Jackpocket is licensed in New York and New Jersey, both of which have adopted formal regulations to govern lottery courier services. Jackpocket said its platform is exactly the same for customers in states that regulate its service and for those in states like Massachusetts that do not regulate them.
“The Mass Lottery is not directly affiliated with apps that provide this service and does not license or regulate any such providers to operate in Massachusetts,” the Lottery said in a statement.
But in 2021, the Mass. Lottery had designs on laying out regulatory standards for courier services like Jackpocket.
Then-Executive Director Michael Sweeney told the Lottery Commission in August 2021 that he believed courier services generally “are operating outside the law.” He said he envisioned a set of regulations that would not put courier services out of business, but would ensure “good customer interaction” while protecting “the branding and integrity of the Lottery here in Massachusetts and the multi-state games that we are obviously active partners in.”

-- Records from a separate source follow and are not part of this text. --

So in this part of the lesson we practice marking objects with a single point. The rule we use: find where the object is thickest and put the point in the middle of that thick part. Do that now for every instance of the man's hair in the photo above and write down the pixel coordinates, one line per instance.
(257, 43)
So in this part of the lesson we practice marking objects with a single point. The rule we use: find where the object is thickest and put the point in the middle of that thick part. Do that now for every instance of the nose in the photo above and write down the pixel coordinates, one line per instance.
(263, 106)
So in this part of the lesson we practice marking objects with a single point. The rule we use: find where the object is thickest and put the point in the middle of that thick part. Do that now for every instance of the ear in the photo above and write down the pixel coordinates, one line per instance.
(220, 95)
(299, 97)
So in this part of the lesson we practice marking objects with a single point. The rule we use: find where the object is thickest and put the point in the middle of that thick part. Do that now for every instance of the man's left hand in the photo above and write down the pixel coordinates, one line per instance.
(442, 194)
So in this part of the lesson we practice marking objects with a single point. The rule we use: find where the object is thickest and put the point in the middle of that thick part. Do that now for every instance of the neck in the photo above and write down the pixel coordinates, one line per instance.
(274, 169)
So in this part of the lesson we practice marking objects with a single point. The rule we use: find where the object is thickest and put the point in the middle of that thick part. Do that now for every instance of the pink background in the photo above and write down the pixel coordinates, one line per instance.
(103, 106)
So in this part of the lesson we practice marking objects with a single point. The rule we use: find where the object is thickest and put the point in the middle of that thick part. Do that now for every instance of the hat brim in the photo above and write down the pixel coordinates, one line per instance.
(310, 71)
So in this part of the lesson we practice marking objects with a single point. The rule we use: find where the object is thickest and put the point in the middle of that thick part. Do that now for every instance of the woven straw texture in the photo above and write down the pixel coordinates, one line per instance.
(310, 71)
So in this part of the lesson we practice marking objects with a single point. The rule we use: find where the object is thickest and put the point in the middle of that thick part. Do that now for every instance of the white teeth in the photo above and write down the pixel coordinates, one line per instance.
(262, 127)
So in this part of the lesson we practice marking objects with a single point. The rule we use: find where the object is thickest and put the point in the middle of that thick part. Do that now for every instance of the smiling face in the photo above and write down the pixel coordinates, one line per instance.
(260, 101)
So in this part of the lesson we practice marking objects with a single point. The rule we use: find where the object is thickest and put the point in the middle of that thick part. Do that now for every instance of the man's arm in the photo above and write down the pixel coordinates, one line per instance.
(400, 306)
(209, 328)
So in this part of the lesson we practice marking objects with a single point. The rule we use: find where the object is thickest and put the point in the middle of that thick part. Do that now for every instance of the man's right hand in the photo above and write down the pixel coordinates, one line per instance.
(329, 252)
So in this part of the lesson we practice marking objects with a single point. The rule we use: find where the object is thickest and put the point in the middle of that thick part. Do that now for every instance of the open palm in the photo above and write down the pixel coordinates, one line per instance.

“We just feel that it’s really ripe for potential abuse, potentially causing some negative reaction towards the Mass. Lottery — not because of anything we did do, but because of the action of these third-party private actors that may not be operating quite up to the standards that all of us would like,” Sweeney said at the time. “There are other business entities out there again that are trying to do this in what I would term a good partnership way — good communication, good business practices — but they’re also looking for guidance from states including the commonwealth as to what exactly would the requirements be.”
Sweeney did not single Jackpocket out as one of the companies that operated in “a good partnership way,” but the company’s CEO was invited to give a presentation to the Lottery Commission in October 2021 to explain more about the service.
The topic did not come up again at any Lottery Commission meeting before Sweeney resigned in early March 2022, according to the commission’s meeting minutes.